Assim é a história verídica do fantasma da Ópera. Como anunciei no
início deste livro, não se poderia duvidar agora de que Erik tenha realmente
vivido. O número de provas dessa existência colocadas hoje à disposição de cada
um é grande demais para que não se possa acompanhar, racionalmente, os fatos e
os gestos de Erik através de todo o drama dos Chagny.
Desnecessário é repetir aqui quanto este caso apaixonou a capital. A
artista raptada, o conde de Chagny morto em condições tão excepcionais, o
irmão dele desaparecido e o tríplice sono dos empregados da iluminação da
Ópera!... Que dramas! Que paixões! Que crimes se tinham desenrolado em torno
do idílio de Raoul com a doce e encantadora Christine!... Que foi feito da sublime
e misteriosa cantora da qual a terra nunca, nunca mais ouviria falar?... Foi
representada como a vítima da rivalidade entre os dois irmãos, e ninguém
imaginou o que se passou; ninguém entendeu que, já que Raoul e Christine
tinham ambos desaparecido, os dois noivos se retiraram para longe do mundo
para desfrutar uma felicidade que não queriam tornar pública após a morte
inexplicada do conde Philippe... Tomaram um dia um trem na estação do Norte
do Mundo... Também eu, talvez, um dia tome o trem nessa estação e vá procurar
em torno dos teus lagos, ó Noruega! ó silenciosa Escandinávia!, as pegadas ainda
vivas de Raoul e de Christine, e também da Sra. Valérius, que desapareceu
igualmente no mesmo tempo!... Quem sabe um dia eu ouça com os meus
ouvidos o eco solitário do Norte do Mundo repetir o canto daquela que
conheceu o Anjo da música?...
Bem depois que o caso, pela atuação inteligente do juiz de instrução
Faure, foi arquivado, a imprensa, de tempos em tempos, buscava ainda penetrar
no mistério... e perguntava-se onde estava a mão monstruosa que tinha
preparado e executado tantas catástrofes inauditas! (Crime e desaparecimento.)

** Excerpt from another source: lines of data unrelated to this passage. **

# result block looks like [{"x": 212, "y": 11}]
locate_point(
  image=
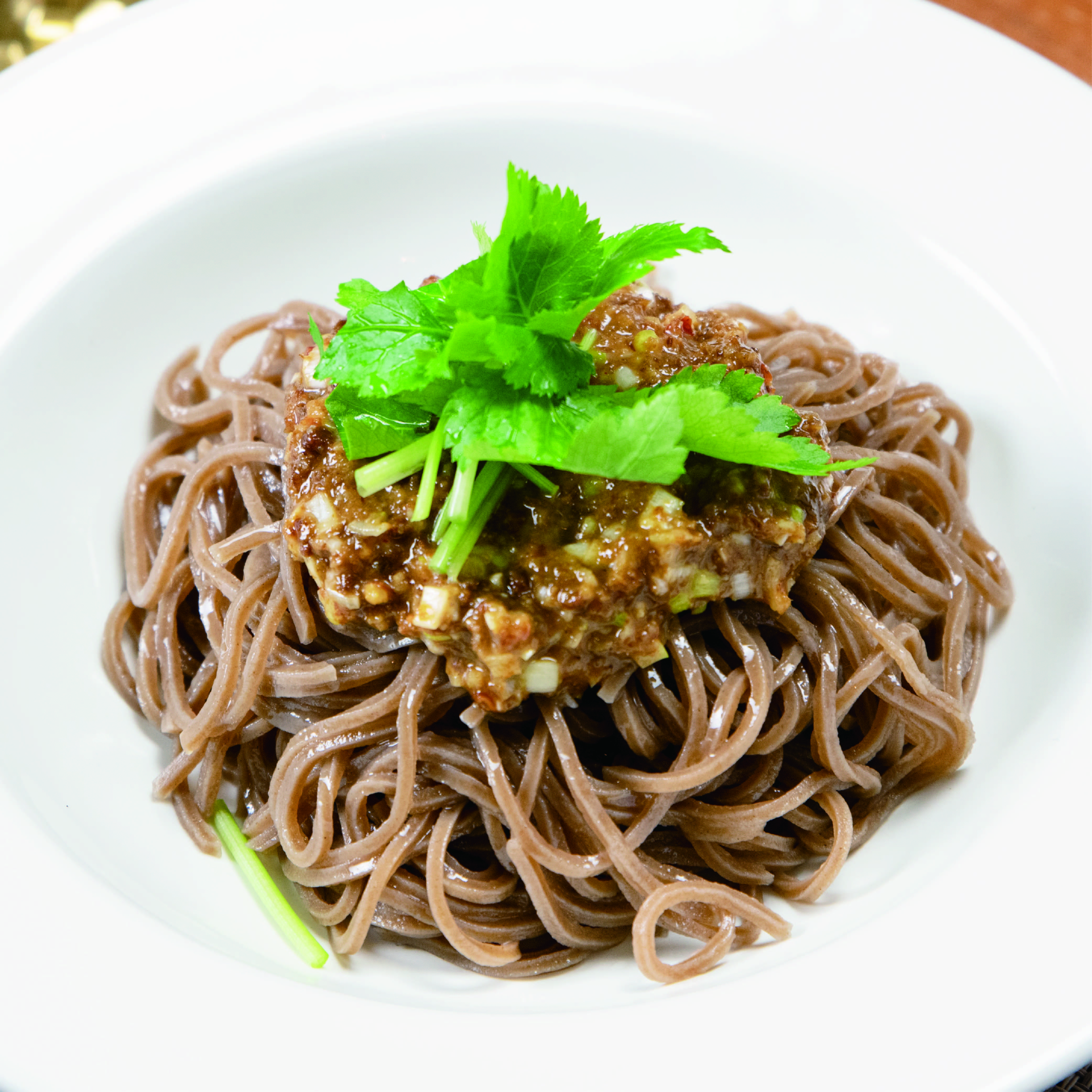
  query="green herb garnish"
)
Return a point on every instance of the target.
[
  {"x": 483, "y": 363},
  {"x": 265, "y": 890}
]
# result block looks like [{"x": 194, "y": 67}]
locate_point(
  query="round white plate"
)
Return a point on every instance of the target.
[{"x": 885, "y": 167}]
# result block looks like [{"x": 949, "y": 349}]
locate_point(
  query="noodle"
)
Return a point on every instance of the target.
[{"x": 517, "y": 845}]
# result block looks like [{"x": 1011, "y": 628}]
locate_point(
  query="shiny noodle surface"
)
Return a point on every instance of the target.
[{"x": 754, "y": 760}]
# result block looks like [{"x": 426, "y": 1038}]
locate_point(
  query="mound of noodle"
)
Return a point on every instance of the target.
[{"x": 516, "y": 845}]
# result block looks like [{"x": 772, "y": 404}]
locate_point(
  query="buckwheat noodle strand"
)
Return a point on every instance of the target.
[{"x": 519, "y": 845}]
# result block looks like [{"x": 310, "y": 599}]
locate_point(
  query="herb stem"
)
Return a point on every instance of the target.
[
  {"x": 266, "y": 893},
  {"x": 482, "y": 513},
  {"x": 394, "y": 468},
  {"x": 454, "y": 534},
  {"x": 537, "y": 478},
  {"x": 427, "y": 487},
  {"x": 462, "y": 491}
]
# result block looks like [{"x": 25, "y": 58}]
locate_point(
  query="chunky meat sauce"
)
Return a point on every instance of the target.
[{"x": 562, "y": 591}]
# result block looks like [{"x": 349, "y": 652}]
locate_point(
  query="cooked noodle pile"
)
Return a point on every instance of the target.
[{"x": 520, "y": 844}]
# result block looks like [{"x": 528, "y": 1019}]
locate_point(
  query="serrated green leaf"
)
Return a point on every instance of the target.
[
  {"x": 371, "y": 427},
  {"x": 638, "y": 443},
  {"x": 491, "y": 421},
  {"x": 389, "y": 344}
]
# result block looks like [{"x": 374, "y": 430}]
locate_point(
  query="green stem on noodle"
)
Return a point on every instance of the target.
[
  {"x": 427, "y": 487},
  {"x": 537, "y": 478},
  {"x": 459, "y": 509},
  {"x": 483, "y": 510},
  {"x": 266, "y": 893},
  {"x": 381, "y": 473},
  {"x": 455, "y": 531}
]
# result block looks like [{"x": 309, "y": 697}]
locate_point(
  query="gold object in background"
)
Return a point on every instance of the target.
[{"x": 27, "y": 25}]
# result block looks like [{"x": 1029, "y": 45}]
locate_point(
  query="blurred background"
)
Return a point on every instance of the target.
[{"x": 1061, "y": 30}]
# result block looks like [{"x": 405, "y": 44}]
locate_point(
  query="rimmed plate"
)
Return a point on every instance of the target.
[{"x": 885, "y": 167}]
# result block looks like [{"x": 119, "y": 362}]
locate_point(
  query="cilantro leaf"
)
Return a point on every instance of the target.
[
  {"x": 389, "y": 343},
  {"x": 749, "y": 432},
  {"x": 488, "y": 350},
  {"x": 372, "y": 427},
  {"x": 631, "y": 254},
  {"x": 488, "y": 420},
  {"x": 624, "y": 258},
  {"x": 639, "y": 443},
  {"x": 545, "y": 366}
]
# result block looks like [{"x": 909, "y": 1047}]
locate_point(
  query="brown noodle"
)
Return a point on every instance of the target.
[{"x": 521, "y": 844}]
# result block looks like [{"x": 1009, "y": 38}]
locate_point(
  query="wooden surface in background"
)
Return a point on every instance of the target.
[{"x": 1060, "y": 30}]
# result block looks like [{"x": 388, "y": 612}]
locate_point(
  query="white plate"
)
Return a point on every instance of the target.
[{"x": 886, "y": 167}]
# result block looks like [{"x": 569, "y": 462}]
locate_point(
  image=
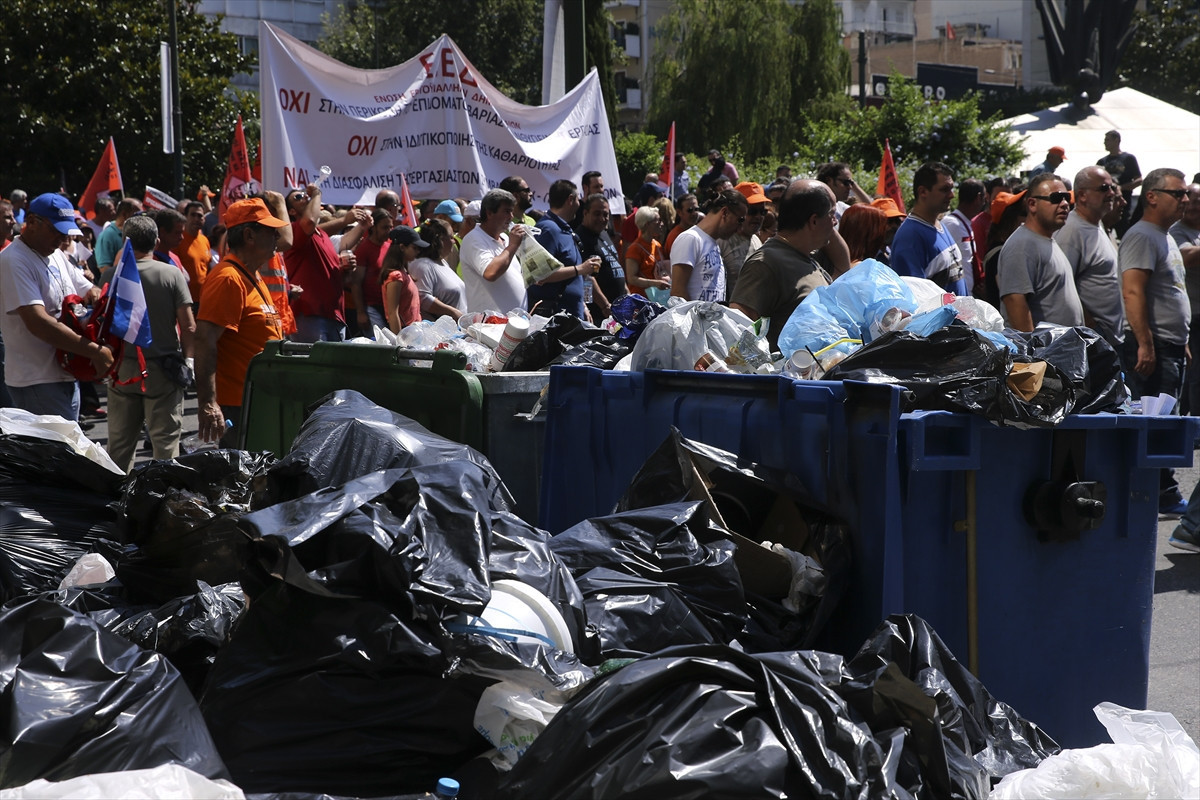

Um jornal do Boulevard Saint-Germain foi o único a escrever: Essa mão é
a do fantasma da Ópera.
E ainda fizera isso num tom de ironia.
Só o Persa, a quem não quiseram ouvir e que não retomou, depois da
visita de Erik, a sua primeira iniciativa junto à Justiça, possuía toda a verdade.
E também detinha as provas principais que lhe tinham chegado às mãos
junto com as piedosas relíquias anunciadas pelo fantasma...
Essas provas, coube a mim completá-las, com a ajuda do próprio daroga.
Dia a dia eu o punha a par das minhas pesquisas e ele as conduzia. Havia anos e
anos ele não voltava mais à Ópera, mas tinha conservado do monumento a mais
precisa lembrança e não havia melhor guia para fazer-me descobrir os cantos
mais secretos. Era também ele quem indicava as fontes onde eu podia pesquisar,
as personagens a interrogar; foi ele quem me levou a bater à porta do Sr. Poligny,
no momento em que o pobre homem estava à beira da agonia. Eu não sabia que
ele estava tão mal e nunca esquecerei o efeito que produziram sobre ele as
minhas perguntas relativas ao fantasma. Ele olhou para mim como se estivesse
vendo o diabo e não me respondeu senão com algumas frases sem seqüência,
mas que atestavam (isso era o essencial) quanto o F. da Ó. tinha lançado, em seu
tempo, a perturbação naquela vida já agitada (Poligny era o que se convencionou
chamar um boa-vida).
Quando relatei ao Persa o fraco resultado de minha visita a Poligny, o
daroga deu um vago sorriso e me disse:
— Nunca Poligny ficou sabendo quanto esse extraordinário crápula do
Erik (ora o Persa falava de Erik como de um deus, ora como de um vil canalha)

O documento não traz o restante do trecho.